SURPRISE

I sometimes dream about a world in which you could turn on the radio and hear a song that surprised you in some way; that changed or heightened your state of mind. It is probably about as likely to be fulfilled as any other utopian fantasy.

I have always loved songs about radio: the one by the Velvet Underground in which the protagonist remembers how her life was saved at the age of five by rock and roll when she turns on a New York station; the one in which Joni Mitchell confesses: “You turn me on, I’m a radio”; and the one in which Van Morrison tells us again and again to turn it up.

I can remember two or three times early on in my life that the radio spoke to me with some urgency. Once, when I was about five, I heard the Beatles’ Michelle at a time when I liked a girl by that name. Maybe that was where all of this started.

Once, when I was about ten, I was visiting family with my parents. I felt bored and disconnected in the hopeless way only a child can know, and so someone suggested I listen to the radio for a bit. What I remember is my surprise on first hearing Ralph McTell’s Streets of London, a song about aimless, displaced grown-ups on the margins of a world that has forgotten them. It is not a song I often think about nowadays: Tom Waits, Mary Gautier or Lucinda Williams can evoke the loneliness and fortitude of the homeless far more memorably. But I hadn’t heard of any of them, so McTell was a revelation.
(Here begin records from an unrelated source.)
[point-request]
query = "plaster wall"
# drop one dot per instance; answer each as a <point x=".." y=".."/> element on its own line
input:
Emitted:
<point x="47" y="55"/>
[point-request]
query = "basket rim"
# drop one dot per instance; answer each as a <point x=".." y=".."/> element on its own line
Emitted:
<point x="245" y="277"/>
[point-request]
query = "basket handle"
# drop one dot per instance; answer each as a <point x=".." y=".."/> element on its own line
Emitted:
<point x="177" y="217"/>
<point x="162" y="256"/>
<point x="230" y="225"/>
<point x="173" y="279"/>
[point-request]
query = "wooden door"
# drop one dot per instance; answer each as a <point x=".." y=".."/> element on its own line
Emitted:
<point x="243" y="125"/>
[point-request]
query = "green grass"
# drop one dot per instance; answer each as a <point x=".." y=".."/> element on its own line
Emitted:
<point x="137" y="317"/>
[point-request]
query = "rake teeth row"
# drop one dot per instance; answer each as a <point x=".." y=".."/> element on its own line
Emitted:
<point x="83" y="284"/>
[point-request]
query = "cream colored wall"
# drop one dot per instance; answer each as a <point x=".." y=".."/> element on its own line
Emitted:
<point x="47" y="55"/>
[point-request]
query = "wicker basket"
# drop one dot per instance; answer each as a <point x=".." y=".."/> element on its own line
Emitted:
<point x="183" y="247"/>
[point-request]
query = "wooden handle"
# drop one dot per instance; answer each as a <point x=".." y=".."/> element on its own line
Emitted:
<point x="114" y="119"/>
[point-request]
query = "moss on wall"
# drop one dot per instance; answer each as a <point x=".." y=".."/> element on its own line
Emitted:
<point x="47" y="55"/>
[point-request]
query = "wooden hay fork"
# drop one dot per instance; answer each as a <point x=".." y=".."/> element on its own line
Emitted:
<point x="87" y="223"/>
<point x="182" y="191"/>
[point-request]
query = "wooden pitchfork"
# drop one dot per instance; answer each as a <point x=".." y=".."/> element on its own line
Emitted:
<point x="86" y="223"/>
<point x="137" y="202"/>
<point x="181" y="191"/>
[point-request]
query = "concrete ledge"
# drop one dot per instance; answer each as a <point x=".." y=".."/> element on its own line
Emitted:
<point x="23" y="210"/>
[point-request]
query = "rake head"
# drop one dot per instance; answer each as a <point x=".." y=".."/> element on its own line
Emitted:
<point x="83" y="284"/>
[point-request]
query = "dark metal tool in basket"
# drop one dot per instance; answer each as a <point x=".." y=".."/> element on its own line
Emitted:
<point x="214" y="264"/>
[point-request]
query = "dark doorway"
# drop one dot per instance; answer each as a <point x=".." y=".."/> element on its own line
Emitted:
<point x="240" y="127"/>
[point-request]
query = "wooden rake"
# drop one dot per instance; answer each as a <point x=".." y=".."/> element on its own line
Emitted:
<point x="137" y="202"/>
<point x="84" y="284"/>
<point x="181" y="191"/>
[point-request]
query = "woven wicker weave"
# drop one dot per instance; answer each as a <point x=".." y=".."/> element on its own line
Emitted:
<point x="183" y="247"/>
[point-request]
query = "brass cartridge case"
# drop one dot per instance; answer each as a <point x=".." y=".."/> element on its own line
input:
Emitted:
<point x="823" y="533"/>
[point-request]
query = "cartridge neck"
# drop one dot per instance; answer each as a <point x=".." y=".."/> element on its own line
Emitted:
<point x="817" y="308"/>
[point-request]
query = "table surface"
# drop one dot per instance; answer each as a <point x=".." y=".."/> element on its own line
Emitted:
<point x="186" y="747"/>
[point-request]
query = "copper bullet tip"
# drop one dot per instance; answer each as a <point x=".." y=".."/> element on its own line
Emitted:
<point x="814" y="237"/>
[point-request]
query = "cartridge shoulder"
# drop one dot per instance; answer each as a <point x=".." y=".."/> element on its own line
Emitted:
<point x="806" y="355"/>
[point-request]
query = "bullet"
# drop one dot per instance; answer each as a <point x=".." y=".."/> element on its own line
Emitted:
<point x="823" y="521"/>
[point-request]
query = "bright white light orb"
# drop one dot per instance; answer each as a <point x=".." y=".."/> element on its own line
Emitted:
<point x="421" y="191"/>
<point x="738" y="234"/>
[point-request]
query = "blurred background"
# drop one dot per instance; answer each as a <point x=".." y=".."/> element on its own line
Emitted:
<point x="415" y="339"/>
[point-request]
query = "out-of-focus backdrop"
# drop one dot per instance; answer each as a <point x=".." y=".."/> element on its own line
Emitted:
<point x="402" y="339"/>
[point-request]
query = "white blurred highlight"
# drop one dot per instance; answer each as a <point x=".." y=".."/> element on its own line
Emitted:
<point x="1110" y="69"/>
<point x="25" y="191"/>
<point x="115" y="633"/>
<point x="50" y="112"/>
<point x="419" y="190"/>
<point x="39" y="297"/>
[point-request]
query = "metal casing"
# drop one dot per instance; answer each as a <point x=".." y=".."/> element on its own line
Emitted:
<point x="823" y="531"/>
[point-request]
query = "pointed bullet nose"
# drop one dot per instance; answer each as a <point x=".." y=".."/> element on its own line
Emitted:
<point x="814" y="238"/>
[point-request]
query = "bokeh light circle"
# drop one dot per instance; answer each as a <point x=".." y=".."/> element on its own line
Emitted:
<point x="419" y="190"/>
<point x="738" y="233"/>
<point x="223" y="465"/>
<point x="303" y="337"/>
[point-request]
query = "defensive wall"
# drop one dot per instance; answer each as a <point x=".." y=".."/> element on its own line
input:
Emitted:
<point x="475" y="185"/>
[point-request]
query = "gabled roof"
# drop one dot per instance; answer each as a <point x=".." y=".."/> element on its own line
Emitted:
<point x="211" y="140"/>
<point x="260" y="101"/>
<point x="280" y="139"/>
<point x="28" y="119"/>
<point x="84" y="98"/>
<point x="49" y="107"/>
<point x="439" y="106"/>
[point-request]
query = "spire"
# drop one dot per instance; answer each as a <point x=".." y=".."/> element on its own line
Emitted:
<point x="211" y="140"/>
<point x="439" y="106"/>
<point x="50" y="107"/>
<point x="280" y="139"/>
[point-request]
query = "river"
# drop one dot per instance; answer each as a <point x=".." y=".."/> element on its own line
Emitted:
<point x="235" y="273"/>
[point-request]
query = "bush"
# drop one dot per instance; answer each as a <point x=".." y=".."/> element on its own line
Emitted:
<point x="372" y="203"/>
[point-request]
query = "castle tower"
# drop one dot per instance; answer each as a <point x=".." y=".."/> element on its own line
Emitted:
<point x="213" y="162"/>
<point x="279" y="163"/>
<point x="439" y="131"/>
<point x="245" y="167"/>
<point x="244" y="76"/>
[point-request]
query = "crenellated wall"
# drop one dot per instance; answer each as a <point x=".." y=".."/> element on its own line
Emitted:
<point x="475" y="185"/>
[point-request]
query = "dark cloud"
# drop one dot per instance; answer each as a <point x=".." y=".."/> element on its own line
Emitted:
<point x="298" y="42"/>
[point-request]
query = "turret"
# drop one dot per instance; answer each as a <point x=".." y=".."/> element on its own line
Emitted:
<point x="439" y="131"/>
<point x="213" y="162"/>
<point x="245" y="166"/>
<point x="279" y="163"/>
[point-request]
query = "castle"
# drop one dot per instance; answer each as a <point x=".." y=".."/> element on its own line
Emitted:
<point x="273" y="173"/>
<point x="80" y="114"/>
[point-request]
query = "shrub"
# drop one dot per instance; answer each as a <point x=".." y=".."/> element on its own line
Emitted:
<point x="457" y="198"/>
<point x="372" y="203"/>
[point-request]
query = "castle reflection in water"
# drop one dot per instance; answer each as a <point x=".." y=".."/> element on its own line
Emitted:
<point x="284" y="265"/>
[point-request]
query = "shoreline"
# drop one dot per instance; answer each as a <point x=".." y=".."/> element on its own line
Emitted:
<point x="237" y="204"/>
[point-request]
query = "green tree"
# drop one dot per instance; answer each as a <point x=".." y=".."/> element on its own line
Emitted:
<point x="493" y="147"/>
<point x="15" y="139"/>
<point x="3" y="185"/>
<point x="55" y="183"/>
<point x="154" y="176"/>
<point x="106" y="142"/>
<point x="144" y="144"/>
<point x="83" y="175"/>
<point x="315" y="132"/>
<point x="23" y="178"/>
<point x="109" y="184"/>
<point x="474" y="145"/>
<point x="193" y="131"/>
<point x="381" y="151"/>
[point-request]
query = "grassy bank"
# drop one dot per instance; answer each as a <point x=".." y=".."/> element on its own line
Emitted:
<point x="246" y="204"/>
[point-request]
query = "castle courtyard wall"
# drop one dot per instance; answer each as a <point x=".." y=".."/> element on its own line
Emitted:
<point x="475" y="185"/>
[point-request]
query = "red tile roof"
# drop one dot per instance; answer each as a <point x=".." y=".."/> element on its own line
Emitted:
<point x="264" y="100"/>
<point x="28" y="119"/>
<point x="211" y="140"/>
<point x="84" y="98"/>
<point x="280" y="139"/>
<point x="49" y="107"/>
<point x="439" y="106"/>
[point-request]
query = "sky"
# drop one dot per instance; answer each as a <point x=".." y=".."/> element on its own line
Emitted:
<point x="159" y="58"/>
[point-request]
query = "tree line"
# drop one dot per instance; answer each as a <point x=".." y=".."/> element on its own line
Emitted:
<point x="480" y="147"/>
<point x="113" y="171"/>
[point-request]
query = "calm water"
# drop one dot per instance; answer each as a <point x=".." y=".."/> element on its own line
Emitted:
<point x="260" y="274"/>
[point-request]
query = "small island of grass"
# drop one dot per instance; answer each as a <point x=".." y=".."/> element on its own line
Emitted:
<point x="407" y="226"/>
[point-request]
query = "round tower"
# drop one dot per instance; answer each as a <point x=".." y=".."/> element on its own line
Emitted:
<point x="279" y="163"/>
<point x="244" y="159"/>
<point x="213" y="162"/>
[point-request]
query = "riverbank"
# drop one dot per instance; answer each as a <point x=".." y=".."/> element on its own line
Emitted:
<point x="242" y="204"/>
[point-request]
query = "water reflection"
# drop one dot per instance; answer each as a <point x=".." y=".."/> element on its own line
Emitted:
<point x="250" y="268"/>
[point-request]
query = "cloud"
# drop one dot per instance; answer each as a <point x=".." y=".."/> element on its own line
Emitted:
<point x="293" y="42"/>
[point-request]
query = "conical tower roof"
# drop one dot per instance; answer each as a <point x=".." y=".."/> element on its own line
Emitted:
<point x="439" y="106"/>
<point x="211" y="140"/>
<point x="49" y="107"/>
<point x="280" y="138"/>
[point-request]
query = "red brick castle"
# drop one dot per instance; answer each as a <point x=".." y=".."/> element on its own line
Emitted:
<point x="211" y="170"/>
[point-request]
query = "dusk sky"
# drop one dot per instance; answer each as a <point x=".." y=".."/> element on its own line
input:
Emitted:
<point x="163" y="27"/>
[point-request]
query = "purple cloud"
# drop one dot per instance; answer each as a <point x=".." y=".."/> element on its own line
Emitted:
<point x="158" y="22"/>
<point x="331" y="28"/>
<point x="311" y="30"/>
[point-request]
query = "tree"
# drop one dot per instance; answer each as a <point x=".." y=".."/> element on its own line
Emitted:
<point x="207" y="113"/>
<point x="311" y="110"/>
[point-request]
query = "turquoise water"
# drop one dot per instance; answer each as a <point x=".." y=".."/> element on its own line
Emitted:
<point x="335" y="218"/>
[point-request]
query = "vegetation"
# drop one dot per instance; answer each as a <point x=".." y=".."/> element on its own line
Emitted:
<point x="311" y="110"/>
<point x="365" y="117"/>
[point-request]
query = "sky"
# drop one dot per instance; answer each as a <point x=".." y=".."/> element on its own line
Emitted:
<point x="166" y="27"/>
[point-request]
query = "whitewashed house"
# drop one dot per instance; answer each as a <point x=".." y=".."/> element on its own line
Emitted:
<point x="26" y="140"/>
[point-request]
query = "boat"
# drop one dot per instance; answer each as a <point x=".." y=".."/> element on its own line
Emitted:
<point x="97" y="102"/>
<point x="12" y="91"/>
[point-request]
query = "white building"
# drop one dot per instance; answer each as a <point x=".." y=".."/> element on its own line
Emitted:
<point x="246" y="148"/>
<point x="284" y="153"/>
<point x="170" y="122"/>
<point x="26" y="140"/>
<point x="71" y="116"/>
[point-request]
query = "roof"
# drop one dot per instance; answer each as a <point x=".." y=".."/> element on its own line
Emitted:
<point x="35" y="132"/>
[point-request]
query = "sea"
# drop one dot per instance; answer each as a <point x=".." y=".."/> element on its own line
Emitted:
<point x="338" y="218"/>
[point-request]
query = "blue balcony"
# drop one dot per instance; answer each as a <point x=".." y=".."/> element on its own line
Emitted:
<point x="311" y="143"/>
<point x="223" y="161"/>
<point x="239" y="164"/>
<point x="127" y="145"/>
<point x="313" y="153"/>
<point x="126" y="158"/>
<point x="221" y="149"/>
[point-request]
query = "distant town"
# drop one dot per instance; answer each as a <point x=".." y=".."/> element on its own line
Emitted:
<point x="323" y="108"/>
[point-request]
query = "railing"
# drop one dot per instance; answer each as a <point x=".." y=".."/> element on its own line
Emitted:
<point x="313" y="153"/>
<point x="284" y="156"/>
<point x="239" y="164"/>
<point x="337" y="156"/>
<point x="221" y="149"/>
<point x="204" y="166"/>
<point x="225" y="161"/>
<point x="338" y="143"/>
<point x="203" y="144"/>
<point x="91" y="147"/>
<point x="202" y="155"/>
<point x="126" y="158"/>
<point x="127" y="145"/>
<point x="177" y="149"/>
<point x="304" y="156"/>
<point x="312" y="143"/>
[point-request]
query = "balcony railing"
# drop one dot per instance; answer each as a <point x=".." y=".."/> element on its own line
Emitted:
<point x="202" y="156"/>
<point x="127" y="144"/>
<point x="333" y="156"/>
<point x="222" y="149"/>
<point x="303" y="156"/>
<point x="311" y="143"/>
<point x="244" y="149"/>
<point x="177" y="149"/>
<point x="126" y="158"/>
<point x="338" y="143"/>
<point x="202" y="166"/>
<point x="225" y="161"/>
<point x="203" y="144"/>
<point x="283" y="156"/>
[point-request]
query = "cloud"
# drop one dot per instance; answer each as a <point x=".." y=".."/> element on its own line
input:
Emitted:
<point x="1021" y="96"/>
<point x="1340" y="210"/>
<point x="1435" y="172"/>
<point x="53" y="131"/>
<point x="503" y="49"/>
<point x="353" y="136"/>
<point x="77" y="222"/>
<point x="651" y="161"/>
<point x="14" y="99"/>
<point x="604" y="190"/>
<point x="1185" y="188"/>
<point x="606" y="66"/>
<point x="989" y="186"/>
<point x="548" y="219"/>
Then, when I was about seventeen and wondering if I could manage to sustain being in love, I turned on the radio one very early morning and heard Paul Simon’s Something so Right, a song in which the protagonist admits that there is a wall around him “that you can’t even see”, and wants somebody else to take it down for him. That one could have been written for me back then.

But most of the time my experience on turning on the radio is very different – so much so that I almost never do any more. Van Morrison must have had better radio than we do at this time, and particularly in this place. With music content determined by market research and demographics rather than enthusiasm, radio has passed out of the hands of those who care about it most, and each station caters solely for the perceived needs of its constituency.

Until recently there was an exception on the local scene: Richard Haslop’s Roots to Fruits show on SAFM. There was a logic to each of Haslop’s shows that defied easy classification. Old-time blues, free jazz, experimental guitar wash, reggae and soul – all these were featured and connected in ways that were both surprising and reassuring – reassuring because they made one feel for an hour as if the world, at least in musical terms, was a coherent place in which there were real, vital connections between different strands of tradition. While you listened, it was as if the history of popular music was a vast conversation to which you could eavesdrop or even contribute. Such a sense of connectedness can only come from a real connection between the presenter and the music that is chosen.

I’ve just finished listening to a beautiful live version of Richard Thompson’s The Ghost of You Walks on YouTube, and I can understand why my friends spend so much time finding music on the Internet. Still, I can’t help feeling that it would have had more resonance surrounded by other ghost songs from across the globe, not to mention through better speakers, and I still dream about a time when radio will dare to think outside the box and surprise us again.